Compressed Subspace Matching on the Continuum / Subspace Learning From Bits

Two different techniques to learn more about the subspace you're in.



Compressed Subspace Matching on the Continuum by William Mantzel, Justin Romberg

We consider the general problem of matching a subspace to a signal in R^N that has been observed indirectly (compressed) through a random projection. We are interested in the case where the collection of K-dimensional subspaces is continuously parameterized, i.e. naturally indexed by an interval from the real line, or more generally a region of R^D. Our main results show that if the dimension of the random projection is on the order of K times a geometrical constant that describes the complexity of the collection, then the match obtained from the compressed observation is nearly as good as one obtained from a full observation of the signal. We give multiple concrete examples of collections of subspaces for which this geometrical constant can be estimated, and discuss the relevance of the results to the general problems of template matching and source localization.

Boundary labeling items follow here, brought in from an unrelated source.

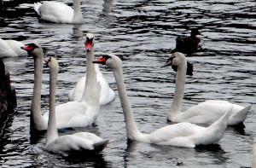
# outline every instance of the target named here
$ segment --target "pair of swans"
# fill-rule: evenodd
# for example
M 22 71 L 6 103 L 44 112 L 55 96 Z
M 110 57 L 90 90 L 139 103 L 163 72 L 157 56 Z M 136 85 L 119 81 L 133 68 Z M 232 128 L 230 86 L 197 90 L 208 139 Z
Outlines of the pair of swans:
M 36 43 L 27 44 L 22 49 L 32 54 L 34 59 L 34 88 L 31 108 L 32 129 L 47 130 L 49 112 L 44 115 L 41 113 L 43 49 Z M 91 59 L 90 56 L 90 53 L 86 52 L 87 59 Z M 88 84 L 84 87 L 84 90 L 87 91 L 84 92 L 82 101 L 68 101 L 55 107 L 57 128 L 84 127 L 92 125 L 97 118 L 100 111 L 99 97 L 102 87 L 96 82 L 94 68 L 87 75 Z
M 27 53 L 21 49 L 24 44 L 16 40 L 3 40 L 0 38 L 0 57 L 26 56 Z
M 49 113 L 46 135 L 45 150 L 61 154 L 73 152 L 99 153 L 105 148 L 108 140 L 103 140 L 90 132 L 78 132 L 58 136 L 55 120 L 55 90 L 59 65 L 55 58 L 45 60 L 49 68 Z
M 109 87 L 108 83 L 103 78 L 99 66 L 92 63 L 94 60 L 94 45 L 95 37 L 92 33 L 87 33 L 85 36 L 85 51 L 86 51 L 86 74 L 84 77 L 80 78 L 75 87 L 70 90 L 68 94 L 69 101 L 81 101 L 84 86 L 88 84 L 88 75 L 90 72 L 96 72 L 97 81 L 102 85 L 102 90 L 100 93 L 100 105 L 106 105 L 115 98 L 113 90 Z
M 54 23 L 83 24 L 80 0 L 73 0 L 73 9 L 60 2 L 35 3 L 34 10 L 41 20 Z
M 141 133 L 136 125 L 124 83 L 122 61 L 116 55 L 108 54 L 94 63 L 105 64 L 113 72 L 125 116 L 128 139 L 158 145 L 195 148 L 196 145 L 217 143 L 223 136 L 232 110 L 230 105 L 226 113 L 208 127 L 182 122 L 160 128 L 150 134 Z
M 176 52 L 163 66 L 170 66 L 177 71 L 175 93 L 172 106 L 167 113 L 167 119 L 172 122 L 189 122 L 197 124 L 212 124 L 232 107 L 229 125 L 241 124 L 247 116 L 251 105 L 241 107 L 226 101 L 209 100 L 193 106 L 181 113 L 181 105 L 184 94 L 186 74 L 192 75 L 193 66 L 187 62 L 183 54 Z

Subspace Learning From Bits by Yuejie Chi

This paper proposes a simple sensing and estimation framework to faithfully recover the principal subspace of high-dimensional datasets or data streams from a collection of one-bit measurements from distributed sensors based on comparing accumulated energy projections of their data samples of dimension n over pairs of randomly selected directions. By leveraging low-dimensional structures, the top eigenvectors of a properly designed surrogate matrix is shown to recover the principal subspace of rank $r$ as soon as the number of bit measurements exceeds the order of $nr^2 \log n$, which can be much smaller than the ambient dimension of the covariance matrix. The sample complexity to obtain reliable comparison outcomes is also obtained. Furthermore, we develop a low-complexity online algorithm to track the principal subspace that allows new bit measurements arrive sequentially. Numerical examples are provided to validate the proposed approach.